The catalytic cycle of nitrogenase involves the transient association of the Fe protein component with the catalytic component protein followed by the transfer of an electron from the Fe protein into the catalytic component with hydrolysis of two ATP molecules bound in the Fe protein to two ADP and two Pi [2], [9], [17], [18]. The oxidized and ADP containing Fe protein dissociates and the cycle must be repeated for each electron accumulated [18], [19], [20]. Thus, the energy for electron accumulation at the active site for substrate reduction comes from hydrolysis of two ATP (ΔG° 61 kJ/mol) [9], [21].

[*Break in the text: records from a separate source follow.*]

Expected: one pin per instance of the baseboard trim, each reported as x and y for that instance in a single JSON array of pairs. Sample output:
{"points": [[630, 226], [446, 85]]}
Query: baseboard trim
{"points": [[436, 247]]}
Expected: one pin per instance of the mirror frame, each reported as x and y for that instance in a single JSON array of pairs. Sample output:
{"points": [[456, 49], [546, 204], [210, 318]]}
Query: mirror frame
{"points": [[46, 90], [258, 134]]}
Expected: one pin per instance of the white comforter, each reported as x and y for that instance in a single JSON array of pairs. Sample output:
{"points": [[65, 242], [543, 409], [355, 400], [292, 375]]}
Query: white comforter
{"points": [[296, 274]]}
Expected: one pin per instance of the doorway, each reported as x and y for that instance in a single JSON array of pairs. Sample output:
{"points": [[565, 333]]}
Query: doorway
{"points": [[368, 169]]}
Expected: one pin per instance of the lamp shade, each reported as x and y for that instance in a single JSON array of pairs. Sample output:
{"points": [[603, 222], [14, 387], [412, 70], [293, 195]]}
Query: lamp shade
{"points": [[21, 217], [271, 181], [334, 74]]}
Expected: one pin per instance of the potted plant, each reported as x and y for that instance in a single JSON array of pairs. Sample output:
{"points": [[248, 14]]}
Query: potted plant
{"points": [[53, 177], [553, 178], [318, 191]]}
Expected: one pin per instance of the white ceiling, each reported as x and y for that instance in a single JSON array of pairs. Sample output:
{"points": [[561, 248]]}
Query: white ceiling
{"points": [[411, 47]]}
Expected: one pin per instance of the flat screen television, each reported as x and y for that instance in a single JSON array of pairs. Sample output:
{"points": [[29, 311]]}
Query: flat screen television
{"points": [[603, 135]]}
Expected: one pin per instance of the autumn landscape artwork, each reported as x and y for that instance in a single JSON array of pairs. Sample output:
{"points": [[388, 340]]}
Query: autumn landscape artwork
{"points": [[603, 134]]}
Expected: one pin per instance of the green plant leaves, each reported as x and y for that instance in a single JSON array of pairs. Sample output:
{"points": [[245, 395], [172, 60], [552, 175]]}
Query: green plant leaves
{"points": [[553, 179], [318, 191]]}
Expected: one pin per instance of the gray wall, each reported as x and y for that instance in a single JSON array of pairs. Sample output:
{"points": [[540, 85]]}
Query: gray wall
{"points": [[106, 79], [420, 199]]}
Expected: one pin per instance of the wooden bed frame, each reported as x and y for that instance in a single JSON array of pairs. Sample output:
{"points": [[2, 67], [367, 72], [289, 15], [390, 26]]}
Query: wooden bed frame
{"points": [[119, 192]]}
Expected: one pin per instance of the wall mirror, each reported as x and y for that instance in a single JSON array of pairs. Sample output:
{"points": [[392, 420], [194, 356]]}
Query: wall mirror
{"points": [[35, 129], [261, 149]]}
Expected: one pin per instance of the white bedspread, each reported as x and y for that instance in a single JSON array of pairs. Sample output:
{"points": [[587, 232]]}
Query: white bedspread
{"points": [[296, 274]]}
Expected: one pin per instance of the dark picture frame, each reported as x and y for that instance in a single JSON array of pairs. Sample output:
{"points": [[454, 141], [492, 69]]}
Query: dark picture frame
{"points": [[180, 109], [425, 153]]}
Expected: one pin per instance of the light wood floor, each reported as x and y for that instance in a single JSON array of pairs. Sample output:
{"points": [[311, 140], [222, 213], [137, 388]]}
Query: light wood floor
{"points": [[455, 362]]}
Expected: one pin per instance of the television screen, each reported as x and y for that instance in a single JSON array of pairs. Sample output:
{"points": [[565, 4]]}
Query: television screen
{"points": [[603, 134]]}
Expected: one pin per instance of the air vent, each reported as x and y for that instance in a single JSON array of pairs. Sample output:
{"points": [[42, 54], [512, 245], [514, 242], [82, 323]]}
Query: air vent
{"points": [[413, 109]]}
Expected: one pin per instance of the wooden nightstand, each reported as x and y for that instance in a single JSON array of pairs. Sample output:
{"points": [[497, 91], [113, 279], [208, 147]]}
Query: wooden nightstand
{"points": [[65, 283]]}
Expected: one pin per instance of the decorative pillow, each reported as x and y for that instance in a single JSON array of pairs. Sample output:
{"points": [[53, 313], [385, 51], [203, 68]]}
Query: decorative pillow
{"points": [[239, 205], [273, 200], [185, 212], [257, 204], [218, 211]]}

The reduction of substrates has been investigated for the Mo-dependent nitrogenase in considerable detail [2], [9], [17], [18], [22], [23], while very little is known about the mechanism of the V- and Fe-nitrogenases [3], [4], [5], [24]. For the Mo-nitrogenase, N₂ reduction requires 8 electrons and 8 protons, and thus the hydrolysis of 16 ATP (ΔG° 488 kJ/mol). One H₂ is formed for each N₂ reduced as an essential part of the catalytic mechanism [9], [17], [25], [26], [27], [28], [29]. In addition to reducing protons and N₂, Mo-nitrogenase has been shown to reduce a number of small molecules with double and triple bonds [2], [30]. Among the many molecules reduced by Mo-nitrogenase is carbon dioxide (CO₂) [31], [32], [33], [34], [35], [36]. There is considerable interest in reducing CO₂ as one way to mitigate CO₂ production from the burning of fossil fuels [37], [38], [39], [40], [41]. Mo-nitrogenase was shown to reduce CO₂ by two electrons and two protons to CO [31] and formic acid [33] and by 8 electrons and 8 protons to methane (CH₄) [32], [34] (Eqs. (1), (2), (3)).

$${\mathrm{CO}}_2+{\text{2e}}^{-}+{\text{2H}}^{+}\to \mathrm{CO}+{\mathrm{H}}_2\mathrm{O}$$

$${\mathrm{CO}}_2+{\text{2e}}^{-}+{\text{2H}}^{+}\to \text{HCOOH}$$

$${\mathrm{CO}}_2+{\text{8e}}^{-}+{\text{8H}}^{+}\to {\mathrm{CH}}_4+{\text{2H}}_2\mathrm{O}$$

The V-nitrogenase has also been shown to reduce CO₂ to CH₄ and C₂ and C₃ hydrocarbons [35], [36]. Very recently, both in vivo and in vitro studies with the Fe-nitrogenase indicate that this enzyme shows the highest CO₂ reduction to CH₄ of the three nitrogenases [42]. This study demonstrated the reduction of CO₂ to CH₄ when driven by Fe protein and ATP for both purified Fe-nitrogenase component proteins and in whole cells.

As a way to bypass the energy requirement of ATP hydrolysis necessary for electron delivery by the Fe protein, an electrochemical method has been developed to allow the MoFe-protein to be immobilized in a polymer layer on a glassy carbon electrode with cobaltocene mediated electrocatalysis [43]. This method is a promising new approach to achieve small molecule reduction catalyzed by a nitrogenase component [43] and as a way to probe the mechanism of nitrogenase catalysis [44]. Using the MoFe-protein, it has been demonstrated that protons, nitrite, and azide can be reduced by electrons and energy supplied by an electrode [43], [44]. Here, immobilization of the MoFe- and FeFe-proteins on a pyrene-stabilized bioelectrode was achieved to show catalytic reduction of CO₂ to formate. The FeFe-protein exhibits a higher Faradaic efficiency for CO₂ reduction when compared to the MoFe protein. The electron partition ratios between H₂ and formate production catalyzed by MoFe and FeFe protein are about the same as those obtained in the Fe protein supported reaction using ATP hydrolysis energy. These results provide evidence that the FeMo-co and FeFe-co in the corresponding nitrogenase proteins are the catalytic sites during electrocatalysis.